The issue of domestic violence has been highlighted in recent weeks with charges laid against former AFL footballer Wayne Carey for assaulting a police officer in Miami, Florida, after smashing a glass on his girlfriend, Tasmanian Kate Neilson.
It was allegedly the third confrontation between Carey and Ms Neilson that police had been involved in.
Relationships Australia Tasmania chief executive officer Susan Holmes said it was often difficult for victims of domestic violence to leave abusive relationships.
She said sufferers of systematic abuse came to see it as acceptable behaviour and others simply had nowhere to turn.
"I think that can change if there is more support, if women have a better understanding of the impact on children and access to other support like housing and financial assistance," Ms Holmes said.
Last month, Justice Minister Steve Kons announced a review of the Safe at Home legislation, revealing that between June 2005 and December last year, more than 12,400 incidents of family violence were reported.
Ms Holmes hoped the review would result in more support for families affected by violence.
Safe at Home's Tasmania Police co-ordinator Sgt Debbie Williams said there was already a strong inter-agency approach to dealing with domestic violence.

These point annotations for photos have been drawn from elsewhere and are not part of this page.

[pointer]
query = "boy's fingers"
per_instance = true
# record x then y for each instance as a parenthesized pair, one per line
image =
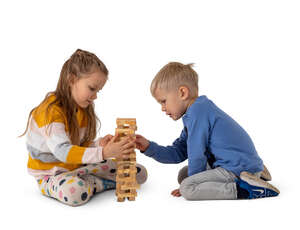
(114, 138)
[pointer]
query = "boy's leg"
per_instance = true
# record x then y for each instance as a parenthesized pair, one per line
(214, 184)
(183, 173)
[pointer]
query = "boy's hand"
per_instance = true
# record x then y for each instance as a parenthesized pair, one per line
(103, 141)
(141, 143)
(119, 149)
(176, 193)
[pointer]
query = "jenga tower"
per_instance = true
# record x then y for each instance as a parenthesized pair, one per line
(126, 168)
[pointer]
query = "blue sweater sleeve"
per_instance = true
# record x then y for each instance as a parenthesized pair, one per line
(175, 153)
(197, 142)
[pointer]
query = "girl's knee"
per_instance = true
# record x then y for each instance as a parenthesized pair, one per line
(74, 191)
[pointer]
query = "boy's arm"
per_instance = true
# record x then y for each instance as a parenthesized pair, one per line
(197, 143)
(175, 153)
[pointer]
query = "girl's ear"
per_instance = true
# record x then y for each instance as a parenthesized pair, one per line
(184, 92)
(72, 79)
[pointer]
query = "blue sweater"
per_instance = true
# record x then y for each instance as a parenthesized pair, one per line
(209, 136)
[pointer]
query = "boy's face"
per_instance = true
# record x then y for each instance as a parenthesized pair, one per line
(84, 89)
(173, 103)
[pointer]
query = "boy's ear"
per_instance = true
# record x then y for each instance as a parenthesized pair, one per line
(184, 92)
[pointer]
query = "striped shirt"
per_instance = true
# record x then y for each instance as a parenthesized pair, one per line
(49, 146)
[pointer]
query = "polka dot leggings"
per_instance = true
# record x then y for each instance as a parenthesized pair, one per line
(78, 186)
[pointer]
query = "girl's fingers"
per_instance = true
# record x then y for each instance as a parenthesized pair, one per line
(130, 144)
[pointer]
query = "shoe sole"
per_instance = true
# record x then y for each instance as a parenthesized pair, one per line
(266, 175)
(255, 181)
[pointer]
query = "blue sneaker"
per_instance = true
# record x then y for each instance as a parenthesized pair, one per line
(252, 187)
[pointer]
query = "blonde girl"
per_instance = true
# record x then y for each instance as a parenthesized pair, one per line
(63, 156)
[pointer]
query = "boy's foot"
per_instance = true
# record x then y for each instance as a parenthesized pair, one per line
(176, 193)
(266, 175)
(250, 187)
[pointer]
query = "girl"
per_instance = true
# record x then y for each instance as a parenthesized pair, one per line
(68, 165)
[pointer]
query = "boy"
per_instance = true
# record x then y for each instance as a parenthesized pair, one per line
(222, 160)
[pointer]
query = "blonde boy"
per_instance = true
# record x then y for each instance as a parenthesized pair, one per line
(222, 160)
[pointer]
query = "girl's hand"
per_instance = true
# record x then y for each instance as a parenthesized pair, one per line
(141, 143)
(119, 149)
(104, 141)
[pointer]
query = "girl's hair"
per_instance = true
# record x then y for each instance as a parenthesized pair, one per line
(173, 75)
(81, 62)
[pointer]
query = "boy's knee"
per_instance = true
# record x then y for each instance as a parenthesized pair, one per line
(182, 174)
(186, 190)
(141, 174)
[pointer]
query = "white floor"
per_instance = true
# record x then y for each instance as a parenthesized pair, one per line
(154, 208)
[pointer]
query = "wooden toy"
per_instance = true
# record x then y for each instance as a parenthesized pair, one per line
(126, 168)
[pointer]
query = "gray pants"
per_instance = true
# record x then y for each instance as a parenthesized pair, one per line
(212, 184)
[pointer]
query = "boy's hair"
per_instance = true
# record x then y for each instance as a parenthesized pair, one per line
(173, 75)
(81, 62)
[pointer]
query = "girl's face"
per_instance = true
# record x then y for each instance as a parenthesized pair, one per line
(84, 89)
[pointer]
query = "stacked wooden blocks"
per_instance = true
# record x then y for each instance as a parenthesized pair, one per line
(126, 167)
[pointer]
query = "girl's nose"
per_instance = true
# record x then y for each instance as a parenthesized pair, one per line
(94, 96)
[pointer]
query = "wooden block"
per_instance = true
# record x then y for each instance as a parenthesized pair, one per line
(125, 131)
(133, 186)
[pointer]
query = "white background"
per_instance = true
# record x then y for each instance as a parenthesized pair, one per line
(247, 55)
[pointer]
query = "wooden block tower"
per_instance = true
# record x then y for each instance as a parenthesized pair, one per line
(126, 168)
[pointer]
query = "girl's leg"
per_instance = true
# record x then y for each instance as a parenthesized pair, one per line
(214, 184)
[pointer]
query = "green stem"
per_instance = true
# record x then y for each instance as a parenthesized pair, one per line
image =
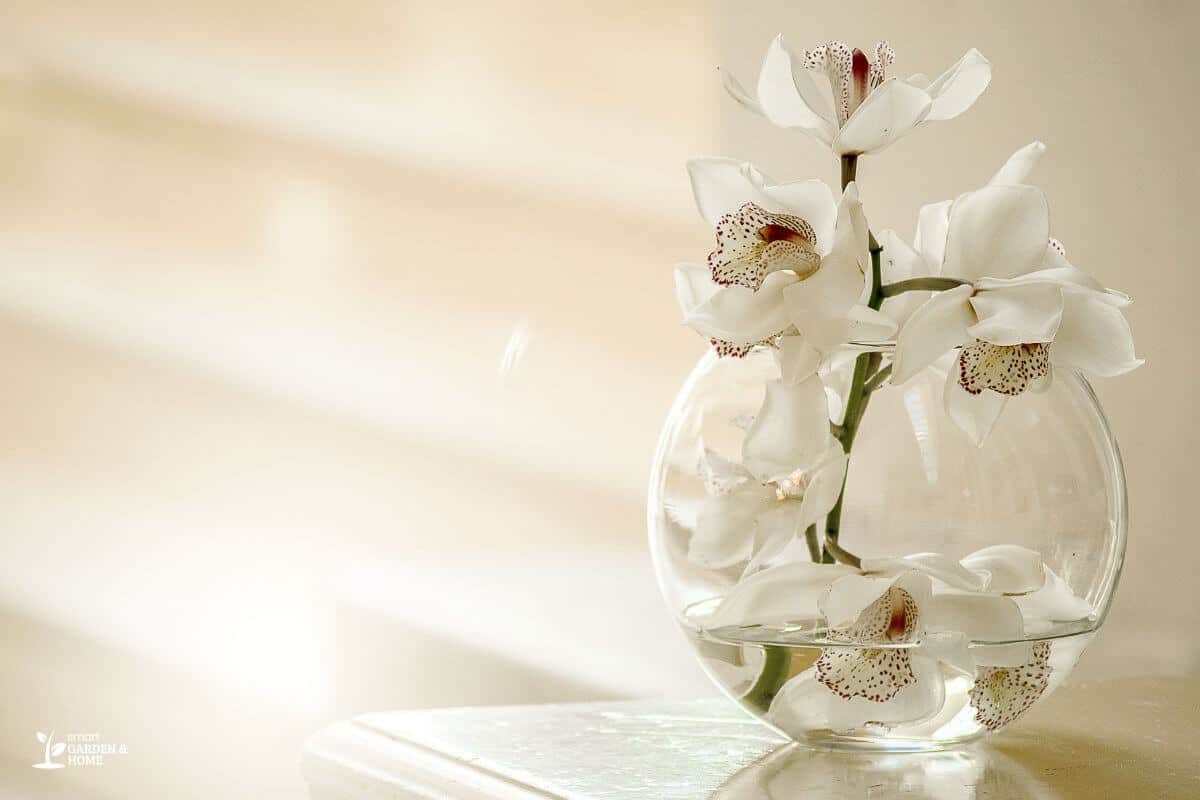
(868, 364)
(877, 379)
(918, 284)
(777, 662)
(810, 539)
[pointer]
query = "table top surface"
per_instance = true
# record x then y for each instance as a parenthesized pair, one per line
(1122, 739)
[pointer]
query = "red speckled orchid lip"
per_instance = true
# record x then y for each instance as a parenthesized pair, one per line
(753, 242)
(851, 73)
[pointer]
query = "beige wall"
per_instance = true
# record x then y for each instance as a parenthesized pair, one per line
(259, 266)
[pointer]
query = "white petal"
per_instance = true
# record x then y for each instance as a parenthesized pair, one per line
(975, 414)
(997, 232)
(736, 313)
(889, 112)
(981, 618)
(935, 565)
(774, 530)
(951, 648)
(933, 224)
(1019, 166)
(813, 202)
(787, 593)
(797, 359)
(1061, 274)
(1011, 569)
(957, 89)
(899, 262)
(825, 487)
(819, 305)
(804, 704)
(851, 595)
(1093, 336)
(781, 101)
(737, 91)
(694, 287)
(725, 528)
(1054, 602)
(1019, 314)
(721, 186)
(935, 328)
(791, 429)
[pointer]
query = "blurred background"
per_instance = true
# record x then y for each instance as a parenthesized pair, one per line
(336, 337)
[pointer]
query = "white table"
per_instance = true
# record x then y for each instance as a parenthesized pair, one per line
(1116, 739)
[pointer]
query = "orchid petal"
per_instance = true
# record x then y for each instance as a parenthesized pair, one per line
(889, 112)
(957, 89)
(725, 527)
(787, 593)
(997, 232)
(973, 414)
(790, 431)
(1011, 569)
(781, 101)
(737, 91)
(804, 704)
(933, 224)
(1019, 166)
(851, 595)
(737, 314)
(1093, 336)
(899, 263)
(951, 648)
(1018, 314)
(981, 618)
(797, 359)
(936, 565)
(1054, 602)
(935, 328)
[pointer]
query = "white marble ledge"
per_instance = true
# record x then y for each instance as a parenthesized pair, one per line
(1115, 739)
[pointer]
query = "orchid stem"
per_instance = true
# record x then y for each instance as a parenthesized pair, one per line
(777, 662)
(810, 539)
(877, 379)
(868, 364)
(918, 284)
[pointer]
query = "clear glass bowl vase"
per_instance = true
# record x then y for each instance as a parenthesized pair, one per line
(1047, 488)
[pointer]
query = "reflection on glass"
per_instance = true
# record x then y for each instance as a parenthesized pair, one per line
(795, 771)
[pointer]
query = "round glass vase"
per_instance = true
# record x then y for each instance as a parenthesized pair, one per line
(1047, 482)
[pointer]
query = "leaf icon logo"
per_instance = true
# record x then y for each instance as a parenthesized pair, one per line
(49, 752)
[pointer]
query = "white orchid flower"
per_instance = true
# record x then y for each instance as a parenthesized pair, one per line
(790, 476)
(1021, 307)
(894, 627)
(828, 308)
(845, 100)
(768, 236)
(772, 239)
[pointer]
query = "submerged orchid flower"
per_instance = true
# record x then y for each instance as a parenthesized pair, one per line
(790, 476)
(787, 268)
(1021, 307)
(897, 629)
(845, 100)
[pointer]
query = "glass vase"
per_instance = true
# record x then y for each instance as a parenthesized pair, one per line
(923, 505)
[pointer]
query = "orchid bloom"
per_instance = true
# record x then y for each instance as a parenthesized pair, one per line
(787, 269)
(893, 629)
(790, 476)
(768, 236)
(845, 100)
(1021, 308)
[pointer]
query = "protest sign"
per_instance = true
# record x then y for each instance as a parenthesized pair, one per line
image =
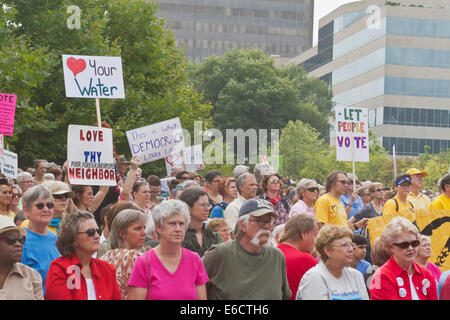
(93, 77)
(90, 155)
(352, 134)
(156, 141)
(191, 160)
(7, 113)
(9, 164)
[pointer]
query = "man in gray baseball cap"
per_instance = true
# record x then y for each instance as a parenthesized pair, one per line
(248, 268)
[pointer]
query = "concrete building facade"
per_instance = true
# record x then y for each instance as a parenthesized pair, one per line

She denied the legislation was heavy-handed, saying the pro-arrest and pro-charge policy, under which police pursue prosecution, had brought a once private crime into the open.
While the number of incidents reported had increased since Safe at Home was introduced, the number of deaths associated with family violence had fallen from seven between 2000 and 2003 to four in the years since.
Ms Williams said police were often dealing with second and third-generation abusers who themselves grew up in violent households.